This project demonstrates a scalable data processing pipeline using Apache Spark (PySpark) to handle large datasets efficiently. The focus is on comparing distributed computing with traditional sequential processing and showcasing performance improvements.
The system processes large-scale student performance data by simulating big data conditions and applying ETL (Extract, Transform, Load) operations in a distributed environment.
- Built a distributed ETL pipeline using PySpark
- Scaled dataset from thousands to millions of records to simulate real-world workloads
- Applied data transformations including filtering, aggregations, and feature engineering
- Executed SQL-based queries using Spark SQL
- Benchmarked performance against Pandas (sequential processing)

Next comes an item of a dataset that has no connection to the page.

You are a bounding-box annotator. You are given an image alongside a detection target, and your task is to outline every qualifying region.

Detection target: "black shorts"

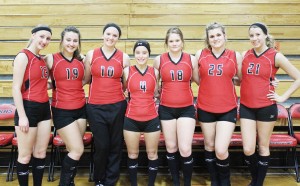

- Processed over 1M+ records efficiently using Spark
- Achieved ~4x performance improvement compared to Pandas
- Demonstrated benefits of in-memory computation and parallel execution
- Data Processing: Filtering, joins, aggregations, window functions
- Pipeline Design: Batch processing with partitioned data writes
- Optimization: Tuned partition sizes and execution strategies for better performance
- Apache Spark (PySpark)
- Python
- SQL
- Pandas (for benchmarking)
-
Install dependencies:
- Python 3.x
- PySpark
- Java (JDK 8 or above)
-
Run the notebook or script:
- Load dataset
- Execute ETL pipeline
- View results and performance metrics
This project highlights how distributed systems like Spark outperform traditional data processing methods and provides hands-on experience in building scalable data pipelines for real-world data engineering tasks. """